Each year since 2009, 49th Ward residents have proposed projects and then voted on which they want funded.

This week, residents began voting for 2013 projects, which include possible bike lanes for Clark Street and a new shelter for the Rogers Park Metra train station.

Josh Lerner, the executive director of the Participatory Budgeting Project, which works with several communities who have implemented the process, said he's "definitely sympathetic to the Occupy concerns."

"I think there hasn’t been enough outreach," he said. "Low-income people and people of color have not participated as much as I would like. That said, it’s really important to put it in context. This isn’t unique to [participatory budgeting] elections."

Lerner said public meetings and public elections in general attract wealthier, better-educated and civic-minded people.

"I think everyone agrees there needs to be more outreach," he said. But he also agreed with Moore that limited resources prevent reaching every community.

Vallejo, Calif., the first municipality in the United States to implement participatory budgeting citywide, had allocated $200,000 for outreach efforts, Lerner said.

In its elections, he said, they're actually finding that a disproportionate amount of low-income and minority residents are turning out to vote.

"If [Mayor Rahm] Emanuel wanted to make a similar investment in democracy," he said, "you’d see a diversification" of the voting base.

"For the city, it would be a drop in the bucket," he added.

This year, participatory budgeting has expanded to three other wards, using the 49th Ward as a model.

Ginderske said the model needs to change.

Occupy Rogers Park cites survey data collected last year by a graduate student at the University of  Illinois at Chicago.

Of those surveyed on Election Day 2012, the vast majority were English-speaking, gainfully employed and white.

But Moore said the survey didn't cover voters at mobile sites, like at train stations, where a more diverse range of residents vote.

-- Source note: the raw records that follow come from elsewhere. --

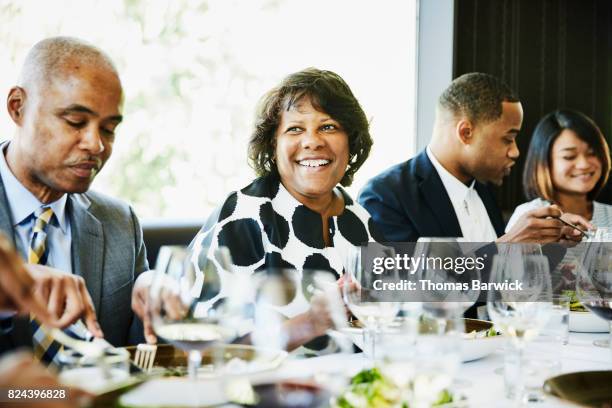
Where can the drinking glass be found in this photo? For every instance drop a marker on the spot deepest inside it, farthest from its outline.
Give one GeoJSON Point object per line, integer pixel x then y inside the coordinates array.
{"type": "Point", "coordinates": [519, 314]}
{"type": "Point", "coordinates": [374, 308]}
{"type": "Point", "coordinates": [594, 281]}
{"type": "Point", "coordinates": [187, 305]}
{"type": "Point", "coordinates": [444, 281]}
{"type": "Point", "coordinates": [419, 357]}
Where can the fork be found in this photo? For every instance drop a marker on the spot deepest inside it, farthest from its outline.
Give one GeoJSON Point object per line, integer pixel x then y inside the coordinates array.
{"type": "Point", "coordinates": [145, 356]}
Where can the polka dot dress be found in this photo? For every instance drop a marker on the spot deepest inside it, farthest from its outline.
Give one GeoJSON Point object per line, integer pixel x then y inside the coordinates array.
{"type": "Point", "coordinates": [264, 226]}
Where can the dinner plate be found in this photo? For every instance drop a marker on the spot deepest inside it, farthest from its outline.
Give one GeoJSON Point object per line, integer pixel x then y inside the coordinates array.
{"type": "Point", "coordinates": [587, 388]}
{"type": "Point", "coordinates": [230, 359]}
{"type": "Point", "coordinates": [478, 347]}
{"type": "Point", "coordinates": [587, 322]}
{"type": "Point", "coordinates": [471, 348]}
{"type": "Point", "coordinates": [290, 394]}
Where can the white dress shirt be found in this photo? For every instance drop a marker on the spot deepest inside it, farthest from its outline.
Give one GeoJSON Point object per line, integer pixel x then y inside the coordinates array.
{"type": "Point", "coordinates": [22, 205]}
{"type": "Point", "coordinates": [471, 213]}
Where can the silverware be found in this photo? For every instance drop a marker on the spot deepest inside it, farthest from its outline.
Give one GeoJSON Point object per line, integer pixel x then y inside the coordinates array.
{"type": "Point", "coordinates": [587, 234]}
{"type": "Point", "coordinates": [145, 356]}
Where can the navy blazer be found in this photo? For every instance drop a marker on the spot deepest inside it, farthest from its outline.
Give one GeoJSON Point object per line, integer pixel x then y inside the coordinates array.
{"type": "Point", "coordinates": [408, 201]}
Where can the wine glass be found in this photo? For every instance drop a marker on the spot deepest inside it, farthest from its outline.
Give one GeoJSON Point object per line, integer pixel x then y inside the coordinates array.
{"type": "Point", "coordinates": [519, 312]}
{"type": "Point", "coordinates": [364, 294]}
{"type": "Point", "coordinates": [187, 306]}
{"type": "Point", "coordinates": [445, 276]}
{"type": "Point", "coordinates": [419, 357]}
{"type": "Point", "coordinates": [594, 282]}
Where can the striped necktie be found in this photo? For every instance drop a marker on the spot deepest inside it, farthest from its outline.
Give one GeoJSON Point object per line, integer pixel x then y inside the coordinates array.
{"type": "Point", "coordinates": [45, 349]}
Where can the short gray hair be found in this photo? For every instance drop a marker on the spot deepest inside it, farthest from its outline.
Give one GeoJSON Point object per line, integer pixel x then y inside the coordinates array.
{"type": "Point", "coordinates": [53, 57]}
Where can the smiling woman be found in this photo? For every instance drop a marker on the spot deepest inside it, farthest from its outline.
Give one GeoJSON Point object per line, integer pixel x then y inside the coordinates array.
{"type": "Point", "coordinates": [568, 163]}
{"type": "Point", "coordinates": [310, 135]}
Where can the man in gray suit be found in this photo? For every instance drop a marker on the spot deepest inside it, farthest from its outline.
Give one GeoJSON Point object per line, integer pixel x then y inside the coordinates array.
{"type": "Point", "coordinates": [66, 108]}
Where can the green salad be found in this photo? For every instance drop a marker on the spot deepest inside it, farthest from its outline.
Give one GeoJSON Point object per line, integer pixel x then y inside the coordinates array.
{"type": "Point", "coordinates": [575, 305]}
{"type": "Point", "coordinates": [369, 388]}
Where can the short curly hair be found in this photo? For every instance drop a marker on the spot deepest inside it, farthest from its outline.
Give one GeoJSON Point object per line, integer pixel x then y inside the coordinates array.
{"type": "Point", "coordinates": [328, 93]}
{"type": "Point", "coordinates": [478, 96]}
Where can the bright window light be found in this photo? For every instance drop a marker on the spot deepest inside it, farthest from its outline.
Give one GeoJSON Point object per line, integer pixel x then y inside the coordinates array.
{"type": "Point", "coordinates": [193, 72]}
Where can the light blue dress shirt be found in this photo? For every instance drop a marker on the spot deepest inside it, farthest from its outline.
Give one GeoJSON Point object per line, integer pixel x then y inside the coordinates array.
{"type": "Point", "coordinates": [22, 205]}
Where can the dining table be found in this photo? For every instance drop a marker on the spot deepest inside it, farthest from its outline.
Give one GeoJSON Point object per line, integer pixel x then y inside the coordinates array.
{"type": "Point", "coordinates": [478, 383]}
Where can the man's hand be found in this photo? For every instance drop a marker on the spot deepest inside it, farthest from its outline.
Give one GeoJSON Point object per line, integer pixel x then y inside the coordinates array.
{"type": "Point", "coordinates": [17, 285]}
{"type": "Point", "coordinates": [569, 234]}
{"type": "Point", "coordinates": [540, 226]}
{"type": "Point", "coordinates": [140, 304]}
{"type": "Point", "coordinates": [66, 297]}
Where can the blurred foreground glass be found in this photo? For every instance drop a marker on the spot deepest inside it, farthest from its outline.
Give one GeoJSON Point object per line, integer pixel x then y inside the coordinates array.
{"type": "Point", "coordinates": [180, 316]}
{"type": "Point", "coordinates": [419, 357]}
{"type": "Point", "coordinates": [519, 314]}
{"type": "Point", "coordinates": [374, 308]}
{"type": "Point", "coordinates": [594, 280]}
{"type": "Point", "coordinates": [557, 328]}
{"type": "Point", "coordinates": [449, 286]}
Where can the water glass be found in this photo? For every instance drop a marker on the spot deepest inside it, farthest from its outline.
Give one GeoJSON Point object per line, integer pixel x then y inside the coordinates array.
{"type": "Point", "coordinates": [557, 328]}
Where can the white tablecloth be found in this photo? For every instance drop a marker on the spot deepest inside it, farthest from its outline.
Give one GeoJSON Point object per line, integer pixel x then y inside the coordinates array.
{"type": "Point", "coordinates": [478, 380]}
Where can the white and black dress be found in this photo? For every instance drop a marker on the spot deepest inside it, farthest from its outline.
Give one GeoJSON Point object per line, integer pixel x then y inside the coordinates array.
{"type": "Point", "coordinates": [264, 226]}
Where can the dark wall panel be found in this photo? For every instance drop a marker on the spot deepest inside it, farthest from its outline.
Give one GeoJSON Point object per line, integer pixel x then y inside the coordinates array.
{"type": "Point", "coordinates": [554, 53]}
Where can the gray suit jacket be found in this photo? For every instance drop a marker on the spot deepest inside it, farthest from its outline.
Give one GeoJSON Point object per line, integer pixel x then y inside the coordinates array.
{"type": "Point", "coordinates": [108, 252]}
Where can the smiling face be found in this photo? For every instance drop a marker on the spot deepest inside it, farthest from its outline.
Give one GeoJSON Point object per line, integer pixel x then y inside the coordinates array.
{"type": "Point", "coordinates": [312, 152]}
{"type": "Point", "coordinates": [66, 131]}
{"type": "Point", "coordinates": [493, 150]}
{"type": "Point", "coordinates": [575, 167]}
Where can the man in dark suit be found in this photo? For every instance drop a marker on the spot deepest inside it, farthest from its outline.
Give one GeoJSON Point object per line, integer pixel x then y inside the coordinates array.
{"type": "Point", "coordinates": [66, 109]}
{"type": "Point", "coordinates": [442, 192]}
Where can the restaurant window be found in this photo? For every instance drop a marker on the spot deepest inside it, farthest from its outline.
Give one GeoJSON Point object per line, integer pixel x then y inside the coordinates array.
{"type": "Point", "coordinates": [193, 72]}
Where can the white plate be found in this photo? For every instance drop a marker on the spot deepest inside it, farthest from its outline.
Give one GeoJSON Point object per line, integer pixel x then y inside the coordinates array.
{"type": "Point", "coordinates": [587, 322]}
{"type": "Point", "coordinates": [471, 349]}
{"type": "Point", "coordinates": [474, 349]}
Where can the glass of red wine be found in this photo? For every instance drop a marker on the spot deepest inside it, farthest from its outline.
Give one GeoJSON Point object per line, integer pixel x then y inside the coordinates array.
{"type": "Point", "coordinates": [189, 307]}
{"type": "Point", "coordinates": [594, 281]}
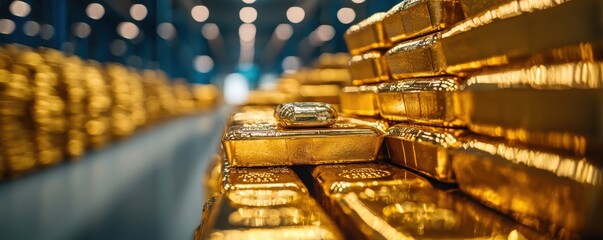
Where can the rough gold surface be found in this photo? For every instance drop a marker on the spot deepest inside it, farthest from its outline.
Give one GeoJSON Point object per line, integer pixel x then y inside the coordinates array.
{"type": "Point", "coordinates": [431, 101]}
{"type": "Point", "coordinates": [264, 203]}
{"type": "Point", "coordinates": [425, 149]}
{"type": "Point", "coordinates": [359, 100]}
{"type": "Point", "coordinates": [305, 114]}
{"type": "Point", "coordinates": [253, 138]}
{"type": "Point", "coordinates": [367, 35]}
{"type": "Point", "coordinates": [414, 18]}
{"type": "Point", "coordinates": [368, 68]}
{"type": "Point", "coordinates": [468, 46]}
{"type": "Point", "coordinates": [379, 201]}
{"type": "Point", "coordinates": [582, 75]}
{"type": "Point", "coordinates": [552, 192]}
{"type": "Point", "coordinates": [538, 117]}
{"type": "Point", "coordinates": [420, 57]}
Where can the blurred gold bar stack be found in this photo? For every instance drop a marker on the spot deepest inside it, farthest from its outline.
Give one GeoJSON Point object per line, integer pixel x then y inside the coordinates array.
{"type": "Point", "coordinates": [55, 107]}
{"type": "Point", "coordinates": [490, 113]}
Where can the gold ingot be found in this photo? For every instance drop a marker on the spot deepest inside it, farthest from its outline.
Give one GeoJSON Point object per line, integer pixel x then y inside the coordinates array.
{"type": "Point", "coordinates": [359, 100]}
{"type": "Point", "coordinates": [431, 101]}
{"type": "Point", "coordinates": [547, 190]}
{"type": "Point", "coordinates": [253, 138]}
{"type": "Point", "coordinates": [367, 35]}
{"type": "Point", "coordinates": [328, 93]}
{"type": "Point", "coordinates": [537, 117]}
{"type": "Point", "coordinates": [301, 218]}
{"type": "Point", "coordinates": [425, 149]}
{"type": "Point", "coordinates": [411, 19]}
{"type": "Point", "coordinates": [421, 57]}
{"type": "Point", "coordinates": [305, 114]}
{"type": "Point", "coordinates": [368, 68]}
{"type": "Point", "coordinates": [379, 201]}
{"type": "Point", "coordinates": [468, 46]}
{"type": "Point", "coordinates": [269, 97]}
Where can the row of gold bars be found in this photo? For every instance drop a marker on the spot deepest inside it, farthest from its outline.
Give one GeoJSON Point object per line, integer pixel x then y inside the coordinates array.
{"type": "Point", "coordinates": [461, 119]}
{"type": "Point", "coordinates": [55, 106]}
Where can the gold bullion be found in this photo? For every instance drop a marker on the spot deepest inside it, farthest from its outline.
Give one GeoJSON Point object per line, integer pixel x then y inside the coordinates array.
{"type": "Point", "coordinates": [425, 149]}
{"type": "Point", "coordinates": [379, 201]}
{"type": "Point", "coordinates": [575, 75]}
{"type": "Point", "coordinates": [264, 202]}
{"type": "Point", "coordinates": [332, 60]}
{"type": "Point", "coordinates": [300, 218]}
{"type": "Point", "coordinates": [547, 190]}
{"type": "Point", "coordinates": [420, 57]}
{"type": "Point", "coordinates": [368, 68]}
{"type": "Point", "coordinates": [268, 97]}
{"type": "Point", "coordinates": [414, 18]}
{"type": "Point", "coordinates": [305, 114]}
{"type": "Point", "coordinates": [432, 101]}
{"type": "Point", "coordinates": [253, 138]}
{"type": "Point", "coordinates": [328, 93]}
{"type": "Point", "coordinates": [359, 100]}
{"type": "Point", "coordinates": [367, 35]}
{"type": "Point", "coordinates": [468, 46]}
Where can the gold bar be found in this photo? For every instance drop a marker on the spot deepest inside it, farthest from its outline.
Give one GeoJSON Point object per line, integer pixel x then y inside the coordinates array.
{"type": "Point", "coordinates": [298, 218]}
{"type": "Point", "coordinates": [538, 117]}
{"type": "Point", "coordinates": [468, 46]}
{"type": "Point", "coordinates": [305, 114]}
{"type": "Point", "coordinates": [368, 68]}
{"type": "Point", "coordinates": [420, 57]}
{"type": "Point", "coordinates": [328, 93]}
{"type": "Point", "coordinates": [425, 149]}
{"type": "Point", "coordinates": [379, 201]}
{"type": "Point", "coordinates": [431, 101]}
{"type": "Point", "coordinates": [254, 139]}
{"type": "Point", "coordinates": [367, 35]}
{"type": "Point", "coordinates": [360, 100]}
{"type": "Point", "coordinates": [411, 19]}
{"type": "Point", "coordinates": [552, 192]}
{"type": "Point", "coordinates": [269, 203]}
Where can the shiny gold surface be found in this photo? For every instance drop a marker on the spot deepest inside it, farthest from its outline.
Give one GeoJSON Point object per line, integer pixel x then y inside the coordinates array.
{"type": "Point", "coordinates": [425, 149]}
{"type": "Point", "coordinates": [420, 57]}
{"type": "Point", "coordinates": [368, 68]}
{"type": "Point", "coordinates": [467, 47]}
{"type": "Point", "coordinates": [538, 117]}
{"type": "Point", "coordinates": [253, 138]}
{"type": "Point", "coordinates": [414, 18]}
{"type": "Point", "coordinates": [305, 114]}
{"type": "Point", "coordinates": [378, 201]}
{"type": "Point", "coordinates": [577, 75]}
{"type": "Point", "coordinates": [552, 192]}
{"type": "Point", "coordinates": [269, 97]}
{"type": "Point", "coordinates": [431, 101]}
{"type": "Point", "coordinates": [359, 100]}
{"type": "Point", "coordinates": [328, 93]}
{"type": "Point", "coordinates": [367, 35]}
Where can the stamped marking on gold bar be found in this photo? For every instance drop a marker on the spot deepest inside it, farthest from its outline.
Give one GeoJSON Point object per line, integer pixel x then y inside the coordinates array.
{"type": "Point", "coordinates": [305, 114]}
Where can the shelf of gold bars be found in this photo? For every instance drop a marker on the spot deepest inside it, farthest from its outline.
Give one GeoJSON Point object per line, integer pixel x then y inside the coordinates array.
{"type": "Point", "coordinates": [54, 107]}
{"type": "Point", "coordinates": [451, 119]}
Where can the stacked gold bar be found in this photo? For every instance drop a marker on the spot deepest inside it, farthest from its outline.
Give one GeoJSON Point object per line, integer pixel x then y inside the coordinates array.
{"type": "Point", "coordinates": [54, 107]}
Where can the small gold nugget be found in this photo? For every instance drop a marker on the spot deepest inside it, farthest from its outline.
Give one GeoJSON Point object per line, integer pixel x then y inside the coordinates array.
{"type": "Point", "coordinates": [305, 114]}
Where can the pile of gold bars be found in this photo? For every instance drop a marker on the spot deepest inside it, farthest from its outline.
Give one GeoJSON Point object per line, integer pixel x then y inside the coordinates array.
{"type": "Point", "coordinates": [55, 106]}
{"type": "Point", "coordinates": [491, 115]}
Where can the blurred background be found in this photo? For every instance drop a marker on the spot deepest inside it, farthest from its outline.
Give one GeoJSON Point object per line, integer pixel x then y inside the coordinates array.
{"type": "Point", "coordinates": [149, 185]}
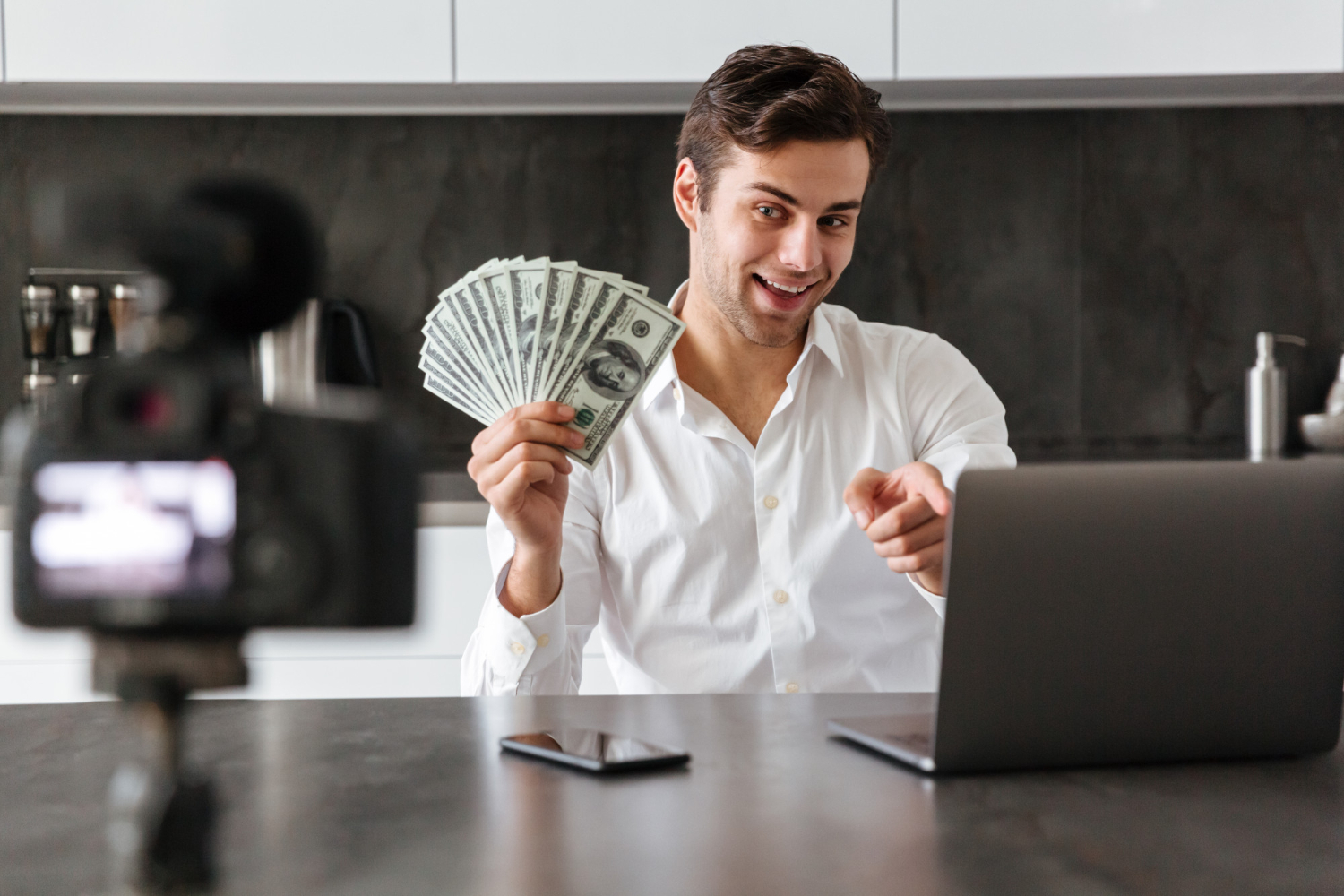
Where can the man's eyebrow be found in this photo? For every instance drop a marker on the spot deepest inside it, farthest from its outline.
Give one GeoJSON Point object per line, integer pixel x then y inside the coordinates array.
{"type": "Point", "coordinates": [852, 203]}
{"type": "Point", "coordinates": [774, 191]}
{"type": "Point", "coordinates": [779, 194]}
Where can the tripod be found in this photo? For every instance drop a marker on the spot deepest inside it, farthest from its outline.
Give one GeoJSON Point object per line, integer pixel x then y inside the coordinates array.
{"type": "Point", "coordinates": [161, 817]}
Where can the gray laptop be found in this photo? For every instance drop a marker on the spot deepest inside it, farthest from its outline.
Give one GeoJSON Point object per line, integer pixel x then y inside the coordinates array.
{"type": "Point", "coordinates": [1126, 613]}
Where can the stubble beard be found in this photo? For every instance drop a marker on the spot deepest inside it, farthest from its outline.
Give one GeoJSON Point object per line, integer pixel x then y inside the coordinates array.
{"type": "Point", "coordinates": [737, 306]}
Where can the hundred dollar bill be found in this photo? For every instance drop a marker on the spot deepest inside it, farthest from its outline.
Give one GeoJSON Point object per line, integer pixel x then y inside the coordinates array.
{"type": "Point", "coordinates": [445, 335]}
{"type": "Point", "coordinates": [445, 392]}
{"type": "Point", "coordinates": [521, 287]}
{"type": "Point", "coordinates": [594, 312]}
{"type": "Point", "coordinates": [433, 360]}
{"type": "Point", "coordinates": [478, 330]}
{"type": "Point", "coordinates": [625, 347]}
{"type": "Point", "coordinates": [577, 306]}
{"type": "Point", "coordinates": [496, 327]}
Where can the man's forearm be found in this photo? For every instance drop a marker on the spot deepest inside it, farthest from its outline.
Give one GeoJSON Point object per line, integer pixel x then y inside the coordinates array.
{"type": "Point", "coordinates": [534, 581]}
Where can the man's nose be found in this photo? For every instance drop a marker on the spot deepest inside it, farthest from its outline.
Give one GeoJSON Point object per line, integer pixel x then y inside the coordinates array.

Yet Ginderske, who ran against Moore in the hotly contested 49th Ward aldermanic race in 2007, criticizes that the lack of information and transparency from the alderman "is typical Chicago politics."

Moore called Ginderske's public criticism an old political trick.

"You try to take what is the strongest advantage a political figure has and try to make it their biggest weakness," Moore said. "I’m simply not going to let that happen."